The latest impetus for change comes from the Education Committee who suggest that the summer fortnight, which currently starts on the first Saturday in July, should be switched to the third Saturday ­— giving schools an unbroken holiday.

Representatives from industry, commerce and trade unions have been invited to a meeting at the Town Hall to speak with neighbouring local authorities about the impact of the present holiday arrangement.

The committee has put off making a decision over local school holiday arrangements from 1970 until talks have taken place.

While the local authority can alter school holidays, it has no jurisdiction over the town's holiday dates which are fixed by agreement within the various industries.

To fit in with family holiday arrangements however, the schools always close during the town's holiday fortnight.

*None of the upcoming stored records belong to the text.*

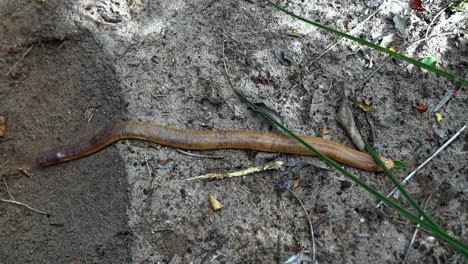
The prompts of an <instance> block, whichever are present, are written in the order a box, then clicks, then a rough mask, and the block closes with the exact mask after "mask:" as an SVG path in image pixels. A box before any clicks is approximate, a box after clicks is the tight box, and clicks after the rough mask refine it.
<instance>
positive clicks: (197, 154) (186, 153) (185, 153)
mask: <svg viewBox="0 0 468 264" xmlns="http://www.w3.org/2000/svg"><path fill="white" fill-rule="evenodd" d="M176 151H177V152H179V153H182V154H184V155H187V156H192V157H198V158H208V159H224V157H223V156H210V155H201V154H195V153H192V152H188V151H184V150H181V149H176Z"/></svg>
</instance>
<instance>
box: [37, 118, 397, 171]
mask: <svg viewBox="0 0 468 264" xmlns="http://www.w3.org/2000/svg"><path fill="white" fill-rule="evenodd" d="M300 137H301V138H302V139H303V140H305V141H306V142H308V143H309V144H311V145H312V146H314V147H315V148H316V149H318V150H319V151H321V152H322V153H323V154H325V155H326V156H327V157H329V158H331V159H334V160H336V161H339V162H341V163H344V164H347V165H350V166H353V167H356V168H359V169H363V170H367V171H381V170H382V169H381V168H380V167H379V166H378V165H377V164H376V163H375V161H374V159H373V158H372V157H371V156H370V155H369V154H367V153H365V152H360V151H358V150H354V149H352V148H349V147H346V146H344V145H341V144H338V143H336V142H333V141H330V140H326V139H323V138H318V137H313V136H300ZM122 139H140V140H146V141H151V142H154V143H157V144H160V145H165V146H170V147H175V148H181V149H191V150H207V149H252V150H258V151H265V152H281V153H288V154H299V155H314V153H313V152H312V151H310V150H309V149H307V148H306V147H305V146H304V145H302V144H301V143H299V142H298V141H296V140H295V139H293V138H291V137H289V136H287V135H283V134H278V133H269V132H258V131H251V130H224V131H209V130H206V131H192V130H183V129H177V128H173V127H167V126H162V125H157V124H153V123H148V122H138V121H126V122H120V123H116V124H114V125H112V126H110V127H108V128H105V129H104V130H102V131H101V132H99V133H98V134H96V135H95V136H93V137H91V138H90V139H85V140H82V141H80V142H78V143H74V144H70V145H64V146H61V147H58V148H54V149H51V150H49V151H47V152H44V153H42V154H40V155H39V156H38V157H37V159H36V162H37V163H38V164H39V165H40V166H49V165H52V164H56V163H60V162H64V161H67V160H74V159H78V158H81V157H84V156H87V155H90V154H93V153H95V152H97V151H99V150H101V149H103V148H104V147H106V146H108V145H110V144H112V143H113V142H116V141H118V140H122ZM381 159H382V160H383V161H384V163H385V165H386V166H387V167H388V168H393V167H394V164H393V161H392V160H390V159H387V158H383V157H382V158H381Z"/></svg>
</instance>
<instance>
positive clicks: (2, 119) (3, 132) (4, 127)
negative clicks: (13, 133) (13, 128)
mask: <svg viewBox="0 0 468 264" xmlns="http://www.w3.org/2000/svg"><path fill="white" fill-rule="evenodd" d="M5 132H6V117H4V116H0V137H3V136H4V135H5Z"/></svg>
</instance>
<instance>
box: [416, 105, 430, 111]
mask: <svg viewBox="0 0 468 264" xmlns="http://www.w3.org/2000/svg"><path fill="white" fill-rule="evenodd" d="M427 108H428V106H427V105H425V104H419V105H416V109H418V111H419V112H421V113H424V112H426V111H427Z"/></svg>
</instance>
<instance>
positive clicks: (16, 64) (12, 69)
mask: <svg viewBox="0 0 468 264" xmlns="http://www.w3.org/2000/svg"><path fill="white" fill-rule="evenodd" d="M34 46H36V44H33V45H32V46H31V47H30V48H29V49H28V50H27V51H26V52H25V53H24V54H23V56H21V58H20V59H19V60H18V61H17V62H16V63H15V64H14V65H13V66H11V68H10V69H9V70H8V72H7V73H6V74H5V76H8V75H10V73H11V71H13V69H14V68H15V67H16V65H18V63H20V62H21V61H22V60H23V59H24V57H26V55H28V53H29V52H30V51H31V50H32V49H33V48H34Z"/></svg>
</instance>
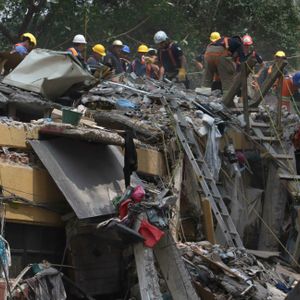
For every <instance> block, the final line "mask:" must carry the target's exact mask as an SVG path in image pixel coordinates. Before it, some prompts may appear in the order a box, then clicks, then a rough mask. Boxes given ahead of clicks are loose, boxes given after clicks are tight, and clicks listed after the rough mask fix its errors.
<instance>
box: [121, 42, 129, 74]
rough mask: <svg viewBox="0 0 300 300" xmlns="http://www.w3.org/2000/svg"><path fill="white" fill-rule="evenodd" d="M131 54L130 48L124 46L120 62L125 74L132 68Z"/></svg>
mask: <svg viewBox="0 0 300 300" xmlns="http://www.w3.org/2000/svg"><path fill="white" fill-rule="evenodd" d="M129 54H130V48H129V46H128V45H124V46H123V48H122V50H121V56H120V60H121V63H122V66H123V70H124V72H126V71H127V70H128V68H129V66H130V60H129Z"/></svg>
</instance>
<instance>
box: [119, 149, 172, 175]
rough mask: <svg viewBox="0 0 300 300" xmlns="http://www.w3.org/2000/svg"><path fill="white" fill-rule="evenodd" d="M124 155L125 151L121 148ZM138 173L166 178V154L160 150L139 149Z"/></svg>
mask: <svg viewBox="0 0 300 300" xmlns="http://www.w3.org/2000/svg"><path fill="white" fill-rule="evenodd" d="M119 149H120V151H121V152H122V153H124V151H123V149H122V148H121V147H120V148H119ZM136 152H137V157H138V172H141V173H144V174H148V175H154V176H165V175H166V174H167V169H166V163H165V159H164V154H163V153H162V152H160V151H158V150H154V149H147V148H137V149H136Z"/></svg>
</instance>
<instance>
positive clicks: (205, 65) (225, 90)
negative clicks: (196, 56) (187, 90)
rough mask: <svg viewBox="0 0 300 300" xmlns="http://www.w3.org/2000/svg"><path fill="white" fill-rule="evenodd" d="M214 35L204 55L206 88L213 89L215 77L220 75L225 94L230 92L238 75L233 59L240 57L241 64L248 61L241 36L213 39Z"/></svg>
mask: <svg viewBox="0 0 300 300" xmlns="http://www.w3.org/2000/svg"><path fill="white" fill-rule="evenodd" d="M212 35H213V33H212V34H211V38H210V39H211V41H212V42H211V43H210V44H209V45H208V46H207V48H206V51H205V54H204V65H205V74H204V86H206V87H211V85H212V83H213V81H214V76H215V75H216V74H218V75H219V76H220V79H221V83H222V88H223V93H224V94H225V93H226V92H227V91H228V90H229V88H230V86H231V84H232V80H233V77H234V75H235V73H236V66H235V64H234V61H233V57H238V58H239V61H240V62H244V61H245V60H246V56H245V54H244V49H243V42H242V39H241V38H240V37H239V36H234V37H231V38H229V37H216V38H214V39H212Z"/></svg>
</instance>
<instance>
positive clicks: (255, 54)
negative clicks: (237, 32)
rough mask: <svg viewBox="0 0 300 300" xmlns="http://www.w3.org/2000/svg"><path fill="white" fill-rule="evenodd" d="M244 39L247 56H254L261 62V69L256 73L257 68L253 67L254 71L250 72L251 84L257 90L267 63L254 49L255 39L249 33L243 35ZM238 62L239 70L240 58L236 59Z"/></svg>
mask: <svg viewBox="0 0 300 300" xmlns="http://www.w3.org/2000/svg"><path fill="white" fill-rule="evenodd" d="M242 41H243V45H244V46H243V47H244V53H245V55H246V57H247V58H248V57H252V58H253V59H254V61H255V60H256V62H257V63H258V64H259V69H258V71H257V73H256V74H255V69H254V68H253V70H252V72H251V73H250V74H249V80H250V81H251V86H252V88H253V91H257V90H258V89H259V86H260V85H259V82H258V78H259V77H260V75H261V73H262V72H263V70H264V68H265V63H264V61H263V59H262V57H261V55H259V54H258V52H257V51H256V50H255V49H254V45H253V39H252V37H251V36H250V35H249V34H245V35H244V36H243V37H242ZM236 64H237V69H238V70H239V69H240V62H239V60H237V61H236Z"/></svg>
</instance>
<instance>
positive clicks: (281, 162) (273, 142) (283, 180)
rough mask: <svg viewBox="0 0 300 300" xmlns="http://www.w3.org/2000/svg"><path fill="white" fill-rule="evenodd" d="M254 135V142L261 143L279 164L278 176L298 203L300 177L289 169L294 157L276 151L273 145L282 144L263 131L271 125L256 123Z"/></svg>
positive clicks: (281, 152)
mask: <svg viewBox="0 0 300 300" xmlns="http://www.w3.org/2000/svg"><path fill="white" fill-rule="evenodd" d="M250 126H251V129H252V135H251V138H252V139H253V140H254V141H257V142H259V143H260V144H261V145H262V146H263V147H264V149H265V150H266V151H267V152H268V153H269V154H270V156H271V157H273V158H274V159H276V160H277V161H278V162H279V166H280V168H279V170H278V176H279V178H280V179H281V180H283V181H286V182H287V183H286V188H287V191H288V192H289V194H290V195H291V196H292V198H293V199H294V200H296V201H297V202H298V201H299V199H300V177H299V176H298V175H296V170H294V169H291V168H287V165H289V163H288V161H293V159H294V156H293V155H290V154H286V153H284V151H283V149H280V150H279V151H278V150H276V148H275V147H273V145H279V144H280V142H279V140H278V139H277V138H276V137H271V136H266V135H265V134H264V132H263V131H262V129H268V128H270V125H269V124H267V123H264V122H260V123H258V122H254V121H252V122H251V124H250Z"/></svg>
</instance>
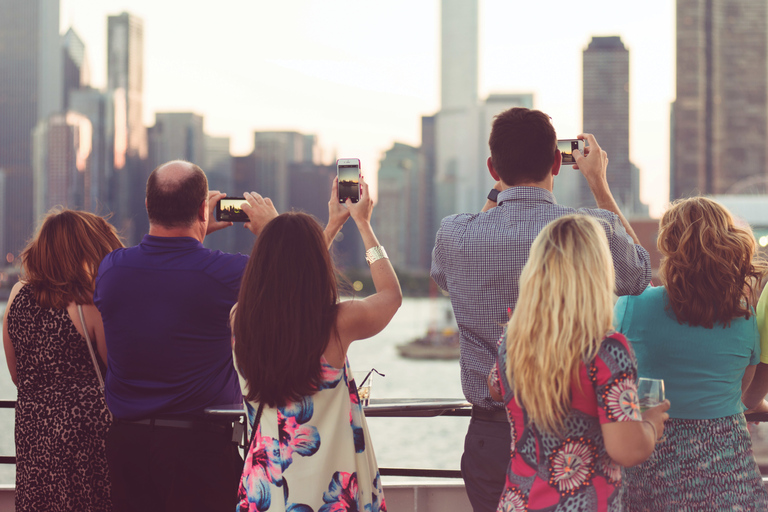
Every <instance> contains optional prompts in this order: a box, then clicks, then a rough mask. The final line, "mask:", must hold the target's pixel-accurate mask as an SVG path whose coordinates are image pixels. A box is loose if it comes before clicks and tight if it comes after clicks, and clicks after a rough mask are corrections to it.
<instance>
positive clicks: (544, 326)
mask: <svg viewBox="0 0 768 512" xmlns="http://www.w3.org/2000/svg"><path fill="white" fill-rule="evenodd" d="M613 289H614V274H613V265H612V264H611V254H610V251H609V249H608V242H607V239H606V236H605V232H604V229H603V227H602V226H601V225H600V223H599V222H598V221H597V220H595V219H593V218H592V217H587V216H583V215H572V216H566V217H562V218H560V219H557V220H555V221H553V222H552V223H550V224H549V225H548V226H547V227H545V228H544V229H543V230H542V231H541V233H540V234H539V236H538V237H537V238H536V240H535V241H534V243H533V245H532V246H531V252H530V257H529V259H528V263H527V264H526V265H525V267H524V269H523V272H522V274H521V276H520V298H519V300H518V302H517V307H516V308H515V311H514V313H513V314H512V317H511V318H510V321H509V324H508V326H507V334H506V335H505V336H506V339H505V337H502V339H501V340H500V343H499V355H498V359H497V365H496V367H495V368H494V369H493V370H492V371H491V375H490V376H489V387H490V388H491V394H492V395H495V398H496V399H498V400H501V401H503V402H504V404H505V407H506V409H507V416H508V418H509V421H510V424H511V428H512V459H511V461H510V465H509V468H508V470H507V478H506V486H505V489H504V492H503V493H502V496H501V499H500V501H499V507H498V510H499V511H518V510H520V511H522V510H548V511H566V510H568V511H570V510H579V511H592V510H601V511H602V510H613V509H618V507H619V506H620V501H619V492H620V485H619V484H620V482H621V466H633V465H635V464H639V463H641V462H642V461H644V460H645V459H646V458H648V456H649V455H650V454H651V453H652V452H653V449H654V446H655V441H656V440H657V439H658V438H659V437H660V436H661V435H662V433H663V431H664V420H665V419H666V417H667V414H666V413H665V412H664V411H666V410H667V409H668V408H669V403H668V402H666V401H665V402H664V403H663V404H661V405H658V406H656V407H654V408H651V409H649V410H647V411H646V412H645V413H643V415H642V417H641V415H640V413H639V405H638V400H637V388H636V384H635V380H636V377H637V369H636V363H635V357H634V354H633V352H632V349H631V347H630V346H629V344H628V343H627V341H626V339H625V338H624V337H623V336H622V335H621V334H618V333H615V332H612V327H611V324H612V311H613V297H612V292H613Z"/></svg>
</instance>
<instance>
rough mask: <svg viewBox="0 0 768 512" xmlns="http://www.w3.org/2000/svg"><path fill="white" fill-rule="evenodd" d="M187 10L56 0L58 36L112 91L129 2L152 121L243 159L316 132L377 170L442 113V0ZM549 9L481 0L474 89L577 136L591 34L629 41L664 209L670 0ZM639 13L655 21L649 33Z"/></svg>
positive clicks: (639, 144)
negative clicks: (523, 111) (272, 141)
mask: <svg viewBox="0 0 768 512" xmlns="http://www.w3.org/2000/svg"><path fill="white" fill-rule="evenodd" d="M555 3H556V4H557V3H560V2H555ZM561 3H562V5H563V6H565V5H569V6H571V5H572V4H566V3H565V2H561ZM160 4H162V5H160ZM179 5H180V4H179V2H175V1H168V2H163V3H157V2H155V3H152V2H148V1H145V0H134V1H132V2H125V1H120V0H103V1H99V2H96V1H94V0H62V4H61V6H62V11H61V14H62V16H61V26H62V29H61V33H62V34H63V33H64V32H66V29H67V28H69V27H70V26H72V27H73V28H74V29H75V30H76V31H77V33H78V34H79V35H80V37H81V38H82V39H83V41H84V43H85V45H86V51H87V53H88V59H89V63H90V67H91V77H92V83H93V84H94V86H96V87H102V86H104V85H105V84H104V83H103V82H104V76H105V66H106V56H105V53H104V52H105V48H104V47H103V46H104V45H105V39H104V38H105V34H106V23H107V22H106V16H108V15H116V14H119V13H120V12H122V11H123V10H127V11H128V12H130V13H131V14H134V15H136V16H138V17H139V18H142V19H143V21H144V31H145V36H144V37H145V83H144V122H145V125H147V126H151V125H152V124H154V119H153V118H154V112H156V111H161V112H170V111H187V112H195V113H197V114H200V115H202V116H204V117H205V123H206V132H207V133H210V134H212V135H218V136H221V135H226V136H230V137H231V138H232V147H231V149H232V152H233V154H235V155H242V154H246V153H248V152H249V151H250V150H251V149H252V148H253V138H252V137H253V131H256V130H258V131H263V130H276V131H277V130H291V131H297V132H301V133H310V134H316V135H317V136H318V145H319V147H320V148H321V149H322V154H321V157H322V161H324V162H329V161H330V160H332V159H333V158H334V157H335V156H339V157H342V156H359V157H360V158H361V160H362V164H363V172H364V173H365V172H367V173H371V172H372V171H374V170H375V169H376V168H377V167H378V163H379V160H380V158H381V157H382V156H383V153H384V152H385V151H386V150H387V149H389V148H390V147H391V146H392V143H393V142H403V143H406V144H411V145H414V146H418V145H419V144H420V140H419V138H420V128H421V126H420V125H421V116H422V115H432V114H434V113H435V112H436V111H437V110H438V109H439V105H440V94H439V82H440V66H439V52H440V46H439V43H440V34H439V22H440V3H439V2H438V1H437V0H434V1H430V2H425V3H418V4H417V5H411V4H409V3H406V2H404V1H399V0H398V1H394V2H392V3H390V4H388V5H387V6H386V7H381V6H377V7H373V6H364V5H358V4H354V3H352V2H342V1H332V2H327V3H323V5H322V6H320V5H317V4H314V3H312V2H308V1H294V2H289V3H288V4H287V5H282V6H278V5H269V6H265V5H262V6H254V5H250V4H245V3H238V4H237V5H236V6H235V5H232V6H225V7H217V8H213V9H208V10H206V12H205V15H204V16H202V15H198V14H196V12H197V11H192V10H189V9H179V8H178V7H179ZM551 12H552V9H551V7H549V6H548V7H546V8H545V7H544V6H526V7H525V9H524V10H522V9H515V8H514V6H510V5H507V4H506V3H504V2H501V1H498V0H484V1H481V2H480V16H479V23H480V31H479V37H480V55H479V58H478V62H479V67H480V70H479V89H478V94H479V97H480V98H483V97H486V96H487V95H488V94H490V93H499V92H501V93H507V92H516V93H526V92H532V93H534V108H538V109H541V110H544V111H545V112H547V113H548V114H550V115H551V116H552V117H553V122H554V124H555V128H556V129H557V131H558V135H559V136H560V137H564V138H565V137H573V136H575V135H576V134H578V133H579V132H580V131H581V117H582V112H581V92H582V89H581V79H582V73H581V52H582V51H583V50H584V49H585V48H586V47H587V45H588V43H589V41H590V40H591V37H592V36H594V35H619V36H621V37H622V40H623V41H624V43H625V45H626V46H627V48H628V49H629V50H630V52H631V54H632V58H631V61H630V80H631V82H632V95H631V97H630V137H631V141H632V142H631V143H630V145H631V148H632V149H631V154H630V158H631V160H632V161H633V162H635V163H636V164H637V165H638V167H639V168H640V169H641V172H642V177H641V197H642V198H643V200H644V201H647V202H648V203H650V204H651V206H652V213H654V214H658V213H660V211H661V209H662V208H663V205H664V204H665V203H666V202H667V197H668V192H667V190H666V186H667V184H668V181H669V179H668V167H669V108H670V107H669V105H670V103H671V101H672V100H673V99H674V35H675V34H674V4H671V5H668V3H667V2H663V3H662V2H651V5H649V6H644V9H643V10H642V11H640V12H632V11H631V10H630V9H629V8H627V7H626V6H616V5H614V4H611V3H608V2H596V3H595V4H594V7H590V9H589V10H583V11H582V12H581V13H578V12H574V17H573V20H570V21H569V22H568V23H564V22H563V20H562V19H560V18H557V17H555V16H554V15H552V14H550V13H551ZM233 15H236V16H233ZM223 19H226V20H227V23H220V22H219V21H222V20H223ZM275 20H278V21H279V20H284V21H285V23H276V22H275ZM505 20H506V21H505ZM510 20H511V21H510ZM289 21H290V23H289ZM644 21H647V22H648V23H653V26H654V27H655V28H657V30H656V31H654V34H653V35H650V34H648V33H647V32H648V31H647V29H645V28H644V27H643V22H644ZM218 26H226V27H227V28H226V30H224V31H222V30H219V29H217V27H218ZM392 35H397V37H392ZM349 41H355V44H354V45H350V44H349ZM648 84H650V85H648ZM659 183H662V184H663V190H660V188H661V187H659V186H658V185H659ZM649 190H650V192H649ZM649 194H651V196H653V197H648V196H649Z"/></svg>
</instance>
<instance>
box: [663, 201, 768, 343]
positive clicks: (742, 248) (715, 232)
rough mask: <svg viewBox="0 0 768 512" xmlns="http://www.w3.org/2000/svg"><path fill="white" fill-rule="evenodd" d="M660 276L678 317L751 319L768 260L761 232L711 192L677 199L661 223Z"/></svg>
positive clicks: (683, 317)
mask: <svg viewBox="0 0 768 512" xmlns="http://www.w3.org/2000/svg"><path fill="white" fill-rule="evenodd" d="M656 245H657V247H658V248H659V252H661V255H662V261H661V265H660V266H659V276H660V278H661V280H662V282H663V283H664V287H665V288H666V290H667V295H668V297H669V306H668V307H669V308H670V309H671V310H672V311H673V312H674V314H675V317H676V318H677V321H678V322H680V323H681V324H682V323H687V324H689V325H692V326H697V325H700V326H702V327H706V328H708V329H711V328H713V327H714V325H715V324H716V323H719V324H722V325H723V326H728V325H730V323H731V320H732V319H734V318H738V317H744V318H749V317H750V315H751V308H750V304H751V303H754V300H755V298H756V297H755V295H756V290H757V287H758V285H759V283H760V280H761V279H762V278H763V276H764V275H765V272H766V265H765V262H764V261H762V260H760V261H757V260H755V259H754V256H755V251H756V249H757V244H756V242H755V237H754V236H753V235H752V233H751V232H750V231H748V230H746V229H743V228H741V227H739V226H737V225H735V223H734V222H733V217H732V216H731V214H730V212H729V211H728V210H727V209H726V208H725V207H724V206H722V205H720V204H718V203H716V202H715V201H712V200H711V199H708V198H706V197H691V198H688V199H680V200H678V201H675V202H674V203H672V205H671V206H670V207H669V209H668V210H667V211H666V212H665V213H664V216H663V217H662V218H661V222H660V223H659V238H658V240H657V242H656Z"/></svg>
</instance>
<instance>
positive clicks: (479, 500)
mask: <svg viewBox="0 0 768 512" xmlns="http://www.w3.org/2000/svg"><path fill="white" fill-rule="evenodd" d="M579 138H580V139H584V140H586V141H587V143H588V146H587V148H586V149H585V151H584V153H585V154H581V153H580V152H579V151H574V156H575V157H576V165H574V169H578V170H580V171H581V173H582V174H583V175H584V178H585V179H586V180H587V183H588V184H589V187H590V190H591V191H592V194H593V195H594V197H595V201H596V203H597V206H598V208H596V209H579V210H575V209H573V208H569V207H566V206H560V205H558V204H557V203H556V202H555V196H554V195H553V194H552V187H553V183H554V179H555V176H557V175H558V173H559V172H560V164H561V159H562V155H561V153H560V152H559V151H558V150H557V135H556V134H555V129H554V127H553V126H552V123H551V121H550V118H549V116H547V115H546V114H544V113H543V112H540V111H538V110H529V109H526V108H512V109H510V110H507V111H505V112H502V113H501V114H499V115H497V116H496V118H495V119H494V122H493V127H492V129H491V136H490V139H489V141H488V142H489V145H490V150H491V156H490V157H489V158H488V170H489V171H490V173H491V176H493V179H494V180H496V181H497V183H496V185H495V186H494V188H493V190H491V193H490V194H489V195H488V201H487V202H486V205H485V207H484V208H483V210H482V211H481V212H480V213H476V214H468V213H464V214H457V215H451V216H449V217H446V218H445V219H443V221H442V222H441V225H440V230H439V231H438V233H437V238H436V240H435V248H434V250H433V253H432V270H431V274H432V278H433V279H434V280H435V282H436V283H437V284H438V285H439V286H440V287H441V288H443V289H444V290H446V291H447V292H448V293H450V296H451V303H452V304H453V310H454V313H455V316H456V321H457V322H458V325H459V332H460V339H461V362H460V365H461V385H462V389H463V390H464V395H465V396H466V398H467V400H468V401H469V402H471V403H472V419H471V420H470V423H469V430H468V432H467V436H466V438H465V441H464V454H463V456H462V458H461V472H462V476H463V477H464V482H465V484H466V489H467V494H468V496H469V499H470V502H471V503H472V507H473V509H474V511H475V512H480V511H494V510H496V506H497V504H498V502H499V497H500V495H501V491H502V489H503V488H504V479H505V475H506V470H507V466H508V465H509V460H510V443H511V438H510V426H509V423H508V422H507V417H506V413H505V411H504V407H503V404H502V403H501V402H496V401H494V400H493V399H492V398H491V397H490V394H489V392H488V386H487V384H486V382H487V377H488V373H489V372H490V370H491V367H492V366H493V365H494V364H495V361H496V343H497V341H498V340H499V337H500V336H501V334H502V332H503V329H504V327H503V326H504V324H506V322H507V320H508V315H509V313H508V310H510V309H509V308H511V309H514V307H515V304H516V303H517V297H518V292H519V279H520V272H521V271H522V269H523V265H525V262H526V260H527V259H528V253H529V251H530V247H531V244H532V243H533V240H534V238H536V235H538V234H539V232H540V231H541V230H542V229H543V228H544V226H545V225H547V223H549V222H550V221H552V220H554V219H557V218H559V217H562V216H564V215H568V214H572V213H577V212H578V213H582V214H584V215H591V216H593V217H596V218H597V219H599V220H600V221H601V224H602V225H603V227H604V228H605V233H606V235H607V236H608V242H609V245H610V249H611V255H612V256H613V264H614V268H615V271H616V294H618V295H639V294H640V293H641V292H642V291H643V289H645V287H646V286H648V283H649V282H650V280H651V265H650V259H649V256H648V252H647V251H646V250H645V249H643V248H642V247H640V245H639V242H638V240H637V236H636V235H635V233H634V231H633V230H632V228H631V227H630V225H629V223H628V222H627V220H626V219H625V218H624V216H623V215H622V214H621V212H620V211H619V207H618V205H617V204H616V201H615V200H614V198H613V195H612V194H611V191H610V189H609V188H608V181H607V178H606V168H607V165H608V157H607V155H606V153H605V151H602V150H601V149H600V146H598V144H597V141H596V140H595V137H594V136H592V135H590V134H584V135H580V136H579ZM568 170H569V171H570V169H568Z"/></svg>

MEN dismantling a gas holder scrambled clear when thick black smoke gushed from the huge, disused container, just yards from two other gas filled holders.

Just after 8.30am on Thursday morning, Mr Michael Mills was cutting away sections of the holder's steel cover with an oxyacetylene torch when smoke billowed up from the 90 feet deep container.

Built in 1865, the holder is located at Bury Gas Works in Elton and has a capacity of 559,000 cubit feet.

Fortunately there was more smoke than fire and although a vast pall of smoke rose high above the district, the worst was over in 15 minutes.

Bury fire brigade rushed to the scene and firemen pumped thousands of gallons of water into the holder while others hosed the remaining half of the cover.

A spokesman for the brigade said sparks falling onto the old tar deposits in the holder had caused the fire.

A spokesman for the North Western Gas Board added that there was no danger and the fire was soon under control, and production of gas was not affected.

WITH a shrug of his shoulders a quick check on his footwear and clothing, and a freelance photographer, Mr David H W Howe will be off on the first leg of the "Daily Mail" Transatlantic Air Race.

While the prize for the fastest time can be left for challengers like Stirling Moss, using motorbikes and speedboats, Mr Howe from Unsworth will be travelling the age-old way ­— on foot.

His idea is to go at a snails pace and pick up the £5,000 prize for the most meritorious loser, all for charity.

He will take the first steps of his journey at 9am on May 5 from the GPO tower in London to the Empire State Building in New York.

There his race will finish on the 86th floor after he has walked up every flight of stairs, and he predicts the feat will be over by Tuesday night.

Mr Howe is now searching for a sponsor and will donate any prize money to a charity of their choice.

AFTER a DIY-packed Easter Holiday, Tottington has become plagued by indiscriminate fly-tipping.

The tippers are said to have come from as far away as Whitefield and have dumped heaps of household rubbish, including tables, chairs, mattresses and beds.

Councillors and residents have been left outraged by the incidents and are calling on people to make use of the council's waste disposal services and tips or risk a £100 fine.